On Thu, 31 Oct 2013 15:53:29 +0000, sebb wrote:
On 31 October 2013 14:24, Gilles <gil...@harfang.homelinux.org>
wrote:
On Thu, 31 Oct 2013 13:37:02 +0000, sebb wrote:
On 31 October 2013 13:26, Gilles <gil...@harfang.homelinux.org>
wrote:
Hello.
Are there criteria about filling the "due-to" attribute of an
issue
record in the "changes.xml" file?
Current practice seems that reporting an issue does not by itself
warrants such an attribution.
Indeed, as I understand it, the attribute is a place-holder for
when
an issue is fixed by a contributor who hasn't commit access. IMHO,
this implies that the reporter (or another contributor) provided a
patch or non-trivial insights that led to the fix.
IOW, when a developer with commit access fixes a bug or implements
a
feature request mostly by himself, the name of the original
reporter
should not appear in the release notes, as if he were the
contributor.
The person who raised the bug still took the trouble to do so.

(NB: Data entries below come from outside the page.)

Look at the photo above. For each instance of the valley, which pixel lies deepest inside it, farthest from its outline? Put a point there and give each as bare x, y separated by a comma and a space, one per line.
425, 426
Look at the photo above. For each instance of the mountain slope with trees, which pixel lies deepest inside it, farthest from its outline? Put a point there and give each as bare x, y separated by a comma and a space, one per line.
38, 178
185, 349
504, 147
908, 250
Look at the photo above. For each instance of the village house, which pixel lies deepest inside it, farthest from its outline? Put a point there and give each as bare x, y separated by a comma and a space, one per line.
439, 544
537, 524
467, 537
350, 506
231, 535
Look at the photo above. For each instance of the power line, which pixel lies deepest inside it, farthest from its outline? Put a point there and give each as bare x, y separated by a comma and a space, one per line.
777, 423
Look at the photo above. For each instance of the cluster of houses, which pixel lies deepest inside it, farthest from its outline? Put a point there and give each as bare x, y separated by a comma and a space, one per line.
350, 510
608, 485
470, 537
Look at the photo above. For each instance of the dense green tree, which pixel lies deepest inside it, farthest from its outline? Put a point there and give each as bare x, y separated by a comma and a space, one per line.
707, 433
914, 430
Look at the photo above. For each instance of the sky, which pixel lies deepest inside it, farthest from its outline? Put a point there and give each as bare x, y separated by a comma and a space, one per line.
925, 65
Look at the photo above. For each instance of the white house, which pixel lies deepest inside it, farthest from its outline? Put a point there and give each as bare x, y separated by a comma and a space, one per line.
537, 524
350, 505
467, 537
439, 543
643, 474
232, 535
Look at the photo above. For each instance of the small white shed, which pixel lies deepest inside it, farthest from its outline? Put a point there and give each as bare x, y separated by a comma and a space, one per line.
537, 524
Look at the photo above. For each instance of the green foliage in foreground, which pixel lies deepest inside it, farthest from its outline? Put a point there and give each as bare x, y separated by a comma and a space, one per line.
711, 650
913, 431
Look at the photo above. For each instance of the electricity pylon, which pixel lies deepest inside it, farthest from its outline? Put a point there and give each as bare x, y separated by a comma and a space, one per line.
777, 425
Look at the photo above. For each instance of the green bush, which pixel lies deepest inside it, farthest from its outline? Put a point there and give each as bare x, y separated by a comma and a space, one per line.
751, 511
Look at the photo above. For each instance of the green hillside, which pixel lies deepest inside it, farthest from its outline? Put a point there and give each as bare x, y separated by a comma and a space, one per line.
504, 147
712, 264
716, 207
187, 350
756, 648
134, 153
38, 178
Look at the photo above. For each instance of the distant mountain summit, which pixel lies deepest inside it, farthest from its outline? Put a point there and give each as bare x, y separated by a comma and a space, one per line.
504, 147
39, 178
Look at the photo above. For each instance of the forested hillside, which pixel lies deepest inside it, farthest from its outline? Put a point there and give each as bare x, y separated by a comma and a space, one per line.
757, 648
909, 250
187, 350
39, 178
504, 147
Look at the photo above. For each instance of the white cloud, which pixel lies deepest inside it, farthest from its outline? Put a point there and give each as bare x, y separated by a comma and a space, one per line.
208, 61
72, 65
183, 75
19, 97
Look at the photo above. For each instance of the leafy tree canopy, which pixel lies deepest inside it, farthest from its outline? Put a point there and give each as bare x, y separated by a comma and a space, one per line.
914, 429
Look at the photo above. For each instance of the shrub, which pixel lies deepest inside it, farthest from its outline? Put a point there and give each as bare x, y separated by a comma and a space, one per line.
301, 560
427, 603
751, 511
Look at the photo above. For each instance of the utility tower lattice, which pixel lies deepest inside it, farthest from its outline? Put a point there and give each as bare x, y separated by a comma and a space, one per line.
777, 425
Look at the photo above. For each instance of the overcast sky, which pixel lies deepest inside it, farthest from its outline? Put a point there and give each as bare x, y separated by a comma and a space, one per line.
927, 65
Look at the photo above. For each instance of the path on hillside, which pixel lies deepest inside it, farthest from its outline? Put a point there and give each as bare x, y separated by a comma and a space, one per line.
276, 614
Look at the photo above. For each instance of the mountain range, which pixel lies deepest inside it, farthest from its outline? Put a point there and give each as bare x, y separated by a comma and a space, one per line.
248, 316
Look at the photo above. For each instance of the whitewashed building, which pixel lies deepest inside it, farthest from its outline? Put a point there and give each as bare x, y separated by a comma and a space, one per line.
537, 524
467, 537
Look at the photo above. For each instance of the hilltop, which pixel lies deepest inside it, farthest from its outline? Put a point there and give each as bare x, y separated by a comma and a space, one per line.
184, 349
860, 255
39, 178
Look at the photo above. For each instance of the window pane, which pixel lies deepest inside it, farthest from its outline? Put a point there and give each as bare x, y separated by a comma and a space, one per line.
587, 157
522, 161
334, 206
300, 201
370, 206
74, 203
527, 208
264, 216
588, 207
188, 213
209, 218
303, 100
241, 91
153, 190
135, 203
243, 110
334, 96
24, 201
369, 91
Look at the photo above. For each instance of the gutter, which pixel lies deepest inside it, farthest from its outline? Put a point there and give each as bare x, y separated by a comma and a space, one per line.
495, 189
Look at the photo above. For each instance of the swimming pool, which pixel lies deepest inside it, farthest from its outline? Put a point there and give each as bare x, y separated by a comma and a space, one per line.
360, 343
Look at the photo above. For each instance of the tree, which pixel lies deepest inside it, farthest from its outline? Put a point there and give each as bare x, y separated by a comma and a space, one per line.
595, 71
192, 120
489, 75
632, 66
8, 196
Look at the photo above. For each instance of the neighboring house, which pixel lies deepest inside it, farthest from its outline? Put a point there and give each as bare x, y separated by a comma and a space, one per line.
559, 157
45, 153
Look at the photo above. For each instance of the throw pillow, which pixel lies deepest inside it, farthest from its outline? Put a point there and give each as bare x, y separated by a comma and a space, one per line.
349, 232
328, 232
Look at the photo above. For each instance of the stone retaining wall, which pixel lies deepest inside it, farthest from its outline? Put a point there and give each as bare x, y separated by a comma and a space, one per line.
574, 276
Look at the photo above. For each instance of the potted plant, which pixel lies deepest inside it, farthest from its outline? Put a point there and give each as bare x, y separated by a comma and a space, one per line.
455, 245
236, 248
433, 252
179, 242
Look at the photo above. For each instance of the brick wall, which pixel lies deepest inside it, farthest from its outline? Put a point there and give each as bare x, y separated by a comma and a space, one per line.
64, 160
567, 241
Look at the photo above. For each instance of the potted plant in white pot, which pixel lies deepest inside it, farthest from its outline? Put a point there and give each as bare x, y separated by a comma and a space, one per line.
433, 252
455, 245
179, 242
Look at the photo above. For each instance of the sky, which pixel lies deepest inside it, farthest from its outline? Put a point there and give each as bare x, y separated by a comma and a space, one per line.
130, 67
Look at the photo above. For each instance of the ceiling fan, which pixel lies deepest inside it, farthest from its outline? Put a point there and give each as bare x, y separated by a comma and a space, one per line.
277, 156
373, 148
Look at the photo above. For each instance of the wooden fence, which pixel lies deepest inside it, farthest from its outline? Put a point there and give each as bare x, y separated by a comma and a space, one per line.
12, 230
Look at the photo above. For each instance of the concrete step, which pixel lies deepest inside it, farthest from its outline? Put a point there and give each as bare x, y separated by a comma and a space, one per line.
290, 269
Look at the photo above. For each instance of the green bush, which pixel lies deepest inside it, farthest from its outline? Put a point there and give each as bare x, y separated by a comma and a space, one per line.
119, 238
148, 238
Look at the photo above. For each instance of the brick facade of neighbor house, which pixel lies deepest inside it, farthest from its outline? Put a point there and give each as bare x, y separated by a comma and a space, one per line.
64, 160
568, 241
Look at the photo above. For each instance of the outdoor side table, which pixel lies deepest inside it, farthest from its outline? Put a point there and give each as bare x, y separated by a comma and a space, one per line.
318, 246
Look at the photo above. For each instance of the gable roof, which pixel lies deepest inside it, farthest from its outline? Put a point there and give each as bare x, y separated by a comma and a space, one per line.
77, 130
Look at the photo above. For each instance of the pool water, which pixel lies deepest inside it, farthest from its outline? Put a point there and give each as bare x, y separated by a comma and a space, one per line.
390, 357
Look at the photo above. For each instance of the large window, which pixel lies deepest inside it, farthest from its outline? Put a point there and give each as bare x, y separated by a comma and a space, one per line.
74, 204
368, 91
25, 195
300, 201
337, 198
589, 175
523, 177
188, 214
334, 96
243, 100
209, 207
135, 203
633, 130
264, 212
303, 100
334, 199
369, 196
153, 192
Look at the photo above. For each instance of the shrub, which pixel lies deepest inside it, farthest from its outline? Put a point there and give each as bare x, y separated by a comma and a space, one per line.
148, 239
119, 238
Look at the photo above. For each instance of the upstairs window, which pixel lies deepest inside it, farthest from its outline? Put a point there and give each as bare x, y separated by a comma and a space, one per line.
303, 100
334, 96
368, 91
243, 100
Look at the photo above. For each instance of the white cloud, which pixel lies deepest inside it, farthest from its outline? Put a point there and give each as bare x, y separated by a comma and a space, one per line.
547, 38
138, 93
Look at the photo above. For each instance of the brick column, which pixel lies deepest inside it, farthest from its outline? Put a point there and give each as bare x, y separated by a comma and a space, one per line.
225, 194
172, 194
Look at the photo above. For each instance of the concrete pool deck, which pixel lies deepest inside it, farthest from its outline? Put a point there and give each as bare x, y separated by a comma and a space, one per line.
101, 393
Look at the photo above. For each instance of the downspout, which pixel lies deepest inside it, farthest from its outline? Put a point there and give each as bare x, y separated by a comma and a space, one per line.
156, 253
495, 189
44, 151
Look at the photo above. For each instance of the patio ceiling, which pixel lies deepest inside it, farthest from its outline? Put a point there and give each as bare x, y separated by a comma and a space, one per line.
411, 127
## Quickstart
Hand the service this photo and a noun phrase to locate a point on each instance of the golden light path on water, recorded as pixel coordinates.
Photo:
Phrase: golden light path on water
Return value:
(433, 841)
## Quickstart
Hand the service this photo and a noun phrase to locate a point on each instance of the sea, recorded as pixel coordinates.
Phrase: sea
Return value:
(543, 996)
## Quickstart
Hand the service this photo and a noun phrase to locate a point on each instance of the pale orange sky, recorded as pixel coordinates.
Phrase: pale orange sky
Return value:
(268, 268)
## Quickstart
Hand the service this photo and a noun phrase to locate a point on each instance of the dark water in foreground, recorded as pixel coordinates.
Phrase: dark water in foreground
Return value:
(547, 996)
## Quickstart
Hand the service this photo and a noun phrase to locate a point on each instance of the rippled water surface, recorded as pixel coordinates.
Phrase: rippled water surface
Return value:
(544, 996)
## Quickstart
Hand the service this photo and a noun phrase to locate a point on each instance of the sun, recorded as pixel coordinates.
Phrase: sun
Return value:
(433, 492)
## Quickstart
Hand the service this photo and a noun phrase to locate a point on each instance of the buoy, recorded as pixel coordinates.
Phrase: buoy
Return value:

My question is still: is it sufficient?
Without filing a bug report, the reporter is harming himself.
Not necessarily. I've certainly reported bugs that don't affect me.
Also, some reports are only feature requests. I deem it quite unfair
that
the release notes would contain lines such as
* MATH-123456789: Algorithm Xxx implemented. Thanks to <reporter>.
So?
It's just false.
They still made the effort.
Maybe they did not provide a patch (yet) because it was not clear
whether it would be accepted or not.
And then the issue got fixed before they had a chance to provide the
patch.
Do we need to find corner cases just to not address the broader issue?
The JIRA issue itself provides very little clue as to how much effort
the person has expended.
Really?
Attached patches are certainly more telling than a "Thanks to" line...
But regardless, does it matter? It's probably quite a big step for
some people to file the JIRA.
Did I deny that?
How is it related to what I asked?
But one can of course add comments to the due-to text which can be
used to clarify the perceived level of contribution.
That's what I'm suggesting: a fair report.
So, is it possible to specify "Reported by" and "Fixed by"? That would
be
quite fine.
I repeat: up until recently I never noticed undue (IMHO) attributions.
That would mean that the practice was _not_ as you seem to describe.
Why would my question be met with dismissing comments?
There is a field in "changes.xml": how and when do we fill it?
I thought I knew (by looking at what others did) and now I see that it
does not fit in some cases. Thus I ask for clarification.
Why does this have to be controversial?